Einmal fragt die Betrachterin: „Ist Schönheit etwas, das wir sehen – oder eher das Unsichtbare dahinter?“ Katja Petrowskaja wurde 1970 in Kiew geboren. Sie lebt in Berlin und in Tiblissi. Ihr Roman „Vielleicht Esther“ sucht nach der Geschichte ihrer Familie, und das ist zwangsläufig die Geschichte des 20. Jahrhunderts. Die Fotografie, wie der Film, sind in dieser Zeitspanne die bestimmenden Medien und Erinnerungsspeicher. In „Neues von Blumen“ stößt Petrowskaja auf das bräunliche Foto einer seltsam geformten, leuchtenden Pflanze. Er erinnert an die allerersten Versuche der Fotopioniere im 19. Jahrhundert, stammt aber aus dem Band „The Chernobyl Herbarium“. Verstrahlt, mutiert, entdeckt in einem Laden in New York.
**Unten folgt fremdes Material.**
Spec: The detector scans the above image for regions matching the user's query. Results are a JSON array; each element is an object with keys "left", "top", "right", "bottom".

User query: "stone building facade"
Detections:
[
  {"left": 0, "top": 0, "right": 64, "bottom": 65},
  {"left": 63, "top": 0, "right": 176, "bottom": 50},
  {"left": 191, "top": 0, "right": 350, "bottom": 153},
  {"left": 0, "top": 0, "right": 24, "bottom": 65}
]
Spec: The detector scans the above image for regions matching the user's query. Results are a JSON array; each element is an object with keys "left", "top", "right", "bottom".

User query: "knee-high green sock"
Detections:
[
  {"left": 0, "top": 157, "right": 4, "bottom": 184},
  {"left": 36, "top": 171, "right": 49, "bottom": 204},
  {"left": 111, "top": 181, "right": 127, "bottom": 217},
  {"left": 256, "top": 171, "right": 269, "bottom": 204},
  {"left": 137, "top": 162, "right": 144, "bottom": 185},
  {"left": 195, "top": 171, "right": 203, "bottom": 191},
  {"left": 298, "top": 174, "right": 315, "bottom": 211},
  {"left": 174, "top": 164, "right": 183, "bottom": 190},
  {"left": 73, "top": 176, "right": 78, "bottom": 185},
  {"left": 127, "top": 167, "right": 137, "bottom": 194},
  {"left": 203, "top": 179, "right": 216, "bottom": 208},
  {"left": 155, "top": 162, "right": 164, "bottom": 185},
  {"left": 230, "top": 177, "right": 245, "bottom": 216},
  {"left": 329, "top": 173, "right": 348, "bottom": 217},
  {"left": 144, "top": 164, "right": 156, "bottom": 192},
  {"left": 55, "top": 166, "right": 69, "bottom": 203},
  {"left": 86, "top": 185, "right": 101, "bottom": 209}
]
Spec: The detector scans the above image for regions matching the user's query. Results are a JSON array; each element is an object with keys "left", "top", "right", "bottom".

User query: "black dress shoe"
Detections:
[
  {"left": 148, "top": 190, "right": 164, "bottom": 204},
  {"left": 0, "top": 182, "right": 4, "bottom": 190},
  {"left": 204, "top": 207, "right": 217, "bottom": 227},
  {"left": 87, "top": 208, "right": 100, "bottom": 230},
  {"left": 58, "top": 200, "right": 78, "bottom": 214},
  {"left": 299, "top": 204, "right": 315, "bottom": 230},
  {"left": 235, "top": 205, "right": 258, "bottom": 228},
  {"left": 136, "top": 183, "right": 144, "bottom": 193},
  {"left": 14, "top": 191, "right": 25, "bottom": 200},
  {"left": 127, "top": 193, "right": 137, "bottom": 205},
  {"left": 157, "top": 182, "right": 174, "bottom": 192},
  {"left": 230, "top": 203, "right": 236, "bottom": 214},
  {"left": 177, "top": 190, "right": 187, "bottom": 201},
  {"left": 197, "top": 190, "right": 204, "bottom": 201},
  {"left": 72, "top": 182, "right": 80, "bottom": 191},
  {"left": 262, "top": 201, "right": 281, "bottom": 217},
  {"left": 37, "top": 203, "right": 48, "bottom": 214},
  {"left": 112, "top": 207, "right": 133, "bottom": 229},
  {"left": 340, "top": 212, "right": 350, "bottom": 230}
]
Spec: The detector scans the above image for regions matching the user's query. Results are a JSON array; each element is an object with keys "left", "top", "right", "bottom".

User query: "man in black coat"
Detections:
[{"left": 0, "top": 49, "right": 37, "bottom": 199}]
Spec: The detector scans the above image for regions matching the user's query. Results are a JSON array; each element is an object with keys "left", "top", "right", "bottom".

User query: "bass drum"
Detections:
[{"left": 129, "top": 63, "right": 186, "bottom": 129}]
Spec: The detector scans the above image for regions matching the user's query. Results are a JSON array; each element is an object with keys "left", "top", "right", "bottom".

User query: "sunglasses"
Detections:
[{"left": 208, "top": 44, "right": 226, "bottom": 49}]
Eine einzelne Wolke am blauen Himmel fasziniert die Bildsucherin. Sie liegt im Gras im Volkspark Friedrichshain, findet die Form der Wolke, die sich vor die Sonne geschoben hat, „ideal“ und macht ein Foto. „Ich habe sie nur fotografiert, dabei war ich so froh, als hätte ich sie selbst erschaffen.“ Das ist reine Poesie und auch etwas Poetologie, ausnahmsweise hell und mit einem Lächeln geschrieben.

Das Dunkle aber entstammt, so stellt es sich fatalerweise dar, einem unerschöpflichen Vorrat. Auf einer nicht datierten Fotografie, vielleicht aus den 1970er Jahren, stehen zwei Kinder in einem Hafen am Schwarzen Meer. Sie schauen angespannt aufs Wasser. Für Katja Petrowskaja verbirgt dieses Foto „eine unvorhersehbare Zukunft, die außerhalb unseres Sehens liegt und die so groß ist wie das langsam sich nähernde Schiff, das den ganzen Horizont einnehmen kann. Es gibt ein rufendes Signal ab. Die Kinder hören es, wir aber nicht.“ Es gibt so vieles in all diesen Bildern, das auf seine Wahrnehmung wartet. Dabei wird die menschliche Vorstellungskraft permanent überstiegen.